The Green Lantern

Martin Campbell, 2011 (États-Unis)

Dans The countdown reflection (The Big Bang Theory, saison 5, épisode 24), Sheldon, grand fan de la Lanterne Verte devant l’Éternel (et peut-être même premier aspirant au job), lance une réplique qui dit tout de cette première adaptation ciné : « Allez, ça va être bien, lui dit-on. – C’est ce que tu as dit pour The Green Lantern… Tu as eu tort pendant 114 minutes ». Pour Sheldon, le film est un navet.
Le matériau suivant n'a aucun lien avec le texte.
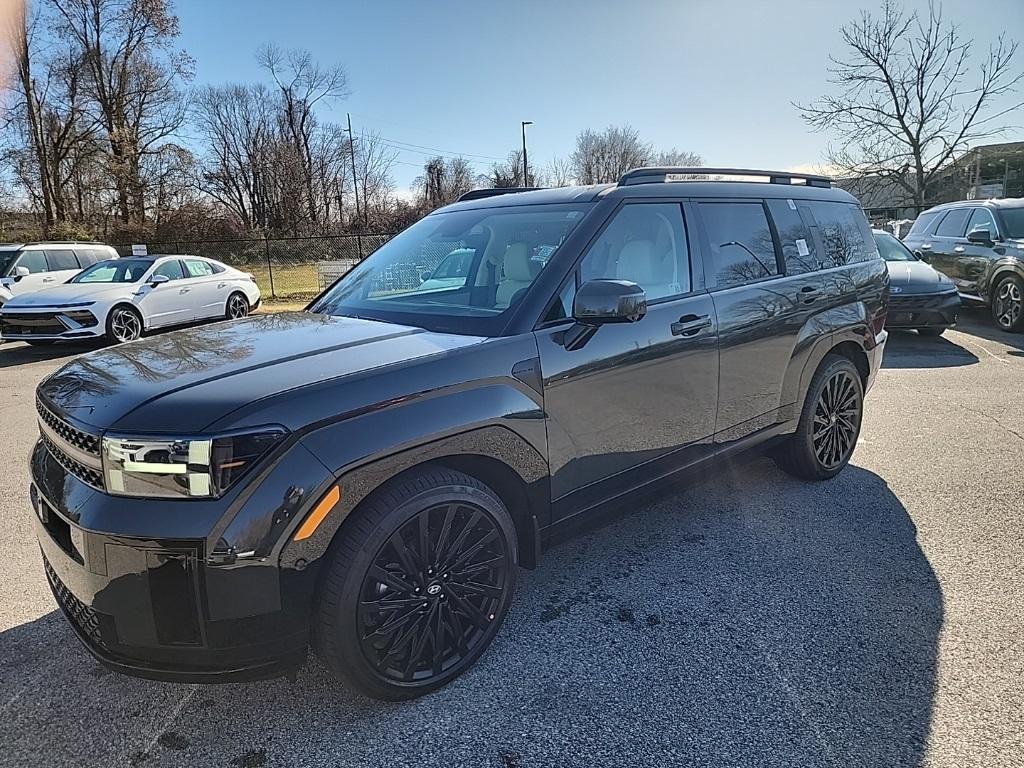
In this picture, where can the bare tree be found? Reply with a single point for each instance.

Pour nous aussi : effets spéciaux lamentables (j’imagine un bouclier, j’imagine une grosse voiture, j’imagine un parpaing…), récit bâclé, personnages absents…

Alors c’est vrai qu’il y a déjà eu des super-héros super losers : Seth Rogen dans The Green Hornet (Gondry, 2011) -en clin d’œil parmi les Lanternes vertes- ou Will Smith dans Hancock (Berg, 2008). Mais il s’agissait bien des personnages. Le Lanterne verte de l’Âge d’Argent, Hal Jordan, incarné par Ryan Reynolds (aussi critiqué par Sheldon), appartient bien à la même catégorie des losers, il rate tout. Le problème c’est que les quatre scénaristes et le réalisateur, qui accepte tout de même le contrat, aussi (Martin Campbell à qui l’on doit GoldenEye en 1995 et Casino Royale en 2006 mais aussi Le masque de Zorro, 1998, ou Vertical limit, 2000). D’après l’histoire, le pouvoir de l’imagination est de couleur verte : ce n’était définitivement pas la couleur de ceux qui ont fait ce film.